God has an intuition that human beings need the promise, namely this: God has no gate keepers, the desk is open all day around. I sense and suppose that today this church is full of those prayers, even silent whispers, which have followed this promise: you can – you have the permission –, to pray secretly; God, who created you as you are, has all reasons to hear you, to understand you, to comfort and to empower you – God does not need a permission of the Church law to welcome you.

I suppose that this permission to pray secretly – being an advice by Jesus – is experienced in this church today. Many of you remember, how does it feel, when you or your love is not found in the prayer book of your Church or when you cannot find your identity in the vocabulary of the Church.

But, however, the advice of Jesus makes the prayer a communal issue, too. When you pray, address your God as Our Father – your private and secret prayers are still there, always welcome, but prayer connects you into the global network, too – there are so many, who whisper secretly in privacy the same prayer in the same words, which you do. May these prayers meet and connect us. May they strengthen us to build up a global network of solidarity and justice.

May these prayers, even expressed in prisons or in total rejection, be heard by us and by politicians, not only by God.
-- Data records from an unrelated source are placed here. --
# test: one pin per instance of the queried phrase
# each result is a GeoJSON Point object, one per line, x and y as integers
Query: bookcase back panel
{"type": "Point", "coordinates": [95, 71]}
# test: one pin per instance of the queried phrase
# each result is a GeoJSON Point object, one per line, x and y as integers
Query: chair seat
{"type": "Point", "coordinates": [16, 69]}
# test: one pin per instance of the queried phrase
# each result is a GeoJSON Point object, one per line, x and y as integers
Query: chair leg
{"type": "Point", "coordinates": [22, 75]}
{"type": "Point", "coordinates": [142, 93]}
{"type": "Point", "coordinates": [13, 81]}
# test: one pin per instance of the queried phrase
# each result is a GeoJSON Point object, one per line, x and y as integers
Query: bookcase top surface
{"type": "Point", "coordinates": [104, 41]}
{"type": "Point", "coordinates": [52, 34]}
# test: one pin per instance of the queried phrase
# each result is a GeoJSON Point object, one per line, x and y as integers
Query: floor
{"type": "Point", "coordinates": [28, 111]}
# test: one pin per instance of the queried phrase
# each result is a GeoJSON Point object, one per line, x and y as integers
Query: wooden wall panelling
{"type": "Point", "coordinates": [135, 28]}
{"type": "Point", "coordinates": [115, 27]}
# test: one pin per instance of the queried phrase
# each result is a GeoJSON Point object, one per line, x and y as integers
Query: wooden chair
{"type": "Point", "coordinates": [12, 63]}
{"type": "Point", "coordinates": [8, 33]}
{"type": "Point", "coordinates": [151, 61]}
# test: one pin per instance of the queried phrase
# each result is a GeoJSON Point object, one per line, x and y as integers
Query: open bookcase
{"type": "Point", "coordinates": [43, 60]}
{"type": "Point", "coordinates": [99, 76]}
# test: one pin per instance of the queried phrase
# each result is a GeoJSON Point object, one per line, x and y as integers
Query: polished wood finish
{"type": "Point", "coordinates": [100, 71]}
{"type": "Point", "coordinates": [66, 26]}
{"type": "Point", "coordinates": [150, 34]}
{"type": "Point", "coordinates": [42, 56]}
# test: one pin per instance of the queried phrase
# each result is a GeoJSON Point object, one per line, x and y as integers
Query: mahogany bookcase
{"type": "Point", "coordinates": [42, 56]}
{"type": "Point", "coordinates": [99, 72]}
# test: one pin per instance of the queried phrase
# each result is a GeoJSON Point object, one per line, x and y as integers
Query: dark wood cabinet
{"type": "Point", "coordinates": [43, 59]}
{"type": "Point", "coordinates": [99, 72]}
May these prayers open our doors, attitudes and financial resources to care for oneanother. God´s most beautiful word is WELCOME.

God asks us to pray for our daily bread. The bread, which we need to grow, to survive in our daily struggle, to keep alive our calling, is the bread of God´s promise. The promise, which calls us to share our stories, to share our resources, to carry mutually each other´s wounds and dreams, to meet one another as a part of God´s beautiful Creation.

I have been asked several times by media, why did I accept your invitation to preach in this worship today. Well, what could be more natural for a Bishop, than to preach in one of her home church, when European Christians meet in Helsinki. So, business as usual. So that should be.

However, being with you today, is my message for the human rights. Our Church needs to hear from you and add into her agenda your stories, experiences and expectations, too.

Our daily bread, which we ask in the most universal prayer of the global Christianity, means all that, which gives us strength and leads us into relations and into a community. The daily bread, which we pray for, leads us into the joy of hospitality and makes us to share.

When we move from hostility into hospitality, everybody wins and God will laugh with and among us.

Prayers in us and for others, are food, given for us.

That food gives us strength to struggle for human rights for everyone. It gives us inspiration to ask openly and transparently full human rights for those, who have been violated or rejected. It gives us wisdom to see the beauty of the love among sexual minorities.

God´s most beautiful word is welcome. God´s welcome makes us to move, to dare and to care.